Does this mean Obama is now a community un-organizer.

Paul W Primavera
Paul W Primavera
Thursday, May 30, AD 2013 8:09am

“As far as I know there is no case law about whether you can waive your Fifth Amendment privilege before Congress by doing so, but a cautious defense attorney would have warned her strenuously against making the ‘I didn’t do nothin’ opening statement. I assume that she either got bad legal advice or she got good advice and chose to ignore it.”
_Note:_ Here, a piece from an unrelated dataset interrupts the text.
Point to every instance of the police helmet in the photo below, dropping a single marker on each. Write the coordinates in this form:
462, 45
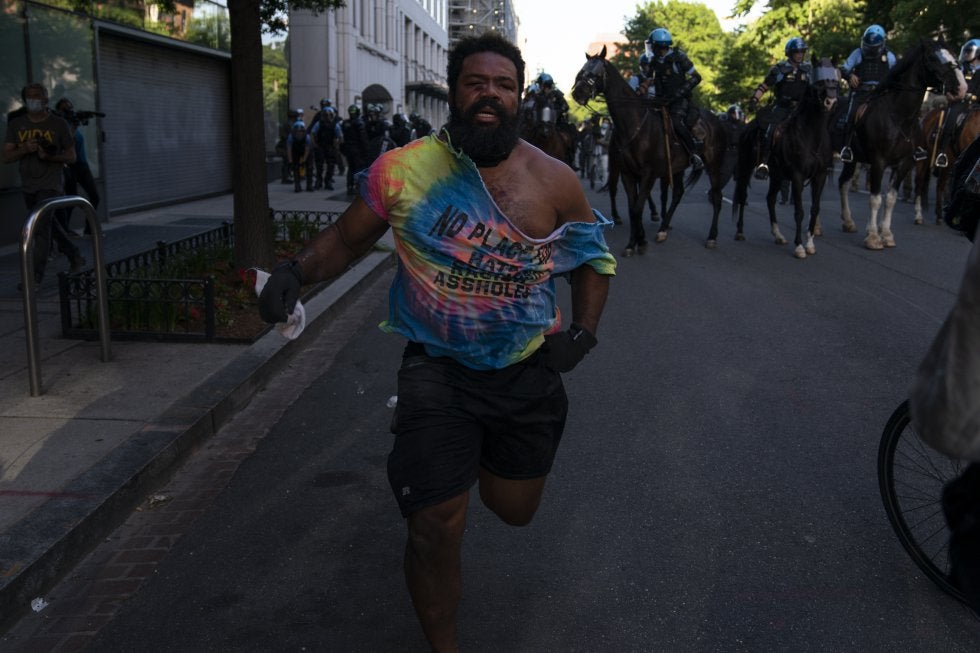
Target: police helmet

As a liberal progressive Democrat, Lois Lerner BELIEVES that she did nothing at all wrong in targeting conservative groups, and nothing will persuade her otherwise even if she were convicted of wrong-doing. This is inherent in being a liberal progressive Democrat.

T. Shaw
T. Shaw
Thursday, May 30, AD 2013 11:11am

Obama could take a little, puppy dog and use it to beat to death a little old lady and the lying liberals would continue to “carry his water.”

DJ Hesselius
DJ Hesselius
Thursday, May 30, AD 2013 10:12pm

Does anyone know if she did, in fact, answer any questions? Or is the matter still in Limbo (no offense to the poor souls there). I havn’t been able to listen to the news in awhile, so not sure of developments, if any.

William P. Walsh
William P. Walsh
Saturday, June 1, AD 2013 12:29pm

If this most political president deliberately orchestrated a grand march against conservatives, he had a ready resource to tap. It seems most bureaucrats are Democrats. A discovery that the country is almost entirely in the hands of socialists is nothing about which to rejoice, except that perhaps Mr. & Mrs. Uninformed may have the scales fall from their eyes in time to arrest or perhaps reverse our progress “Forward” towards totalitarianism.

Mary De Voe
Mary De Voe
Sunday, June 2, AD 2013 8:23am

I am under the impression that the Fifth Amendment may only be invoked in criminal prosecution. This IRS case is a civil matter and Congress, the voice of the people, can demand an answer under oath from Lerner. Perhaps treason may be the criminal prosecution. Be that the case, let it go forward, but only for treason.

Mary De Voe
Mary De Voe
Sunday, June 2, AD 2013 7:43pm

Donald McClarey: I know that immunity is given for mothers who have aborted their child. That too, is a long time ago.
Some years ago, when my husband divorced me in Superior Court, I claimed the Fifth Amendment. (I honestly do not remember why.) I was told that i could not use the Fifth Amendment in a civil matter. That was in 1978. So, I was flim flammed again.
Lerner is a public servant. The woman works for us. Can she keep from us the facts of the labor she does for us? That is like the grape pickers keeping the grapes from the vineyard owner.

Mary De Voe
Mary De Voe
Sunday, June 2, AD 2013 8:23pm

more,
Lois Lerner worked for the American taxpayer and she owes us the fruit of her labor. When Lerner takes the Fifth Amendment she denies the taxpayers the facts and ought to be fired for not giving to the taxpayers what they paid for. If this suit is going forward on a civil law basis then a preponderance of credible evidence is all that is required for a guilty verdict in a court of law. Two witnesses establish a judicial fact in a criminal court. It cannot be both ways at the same time.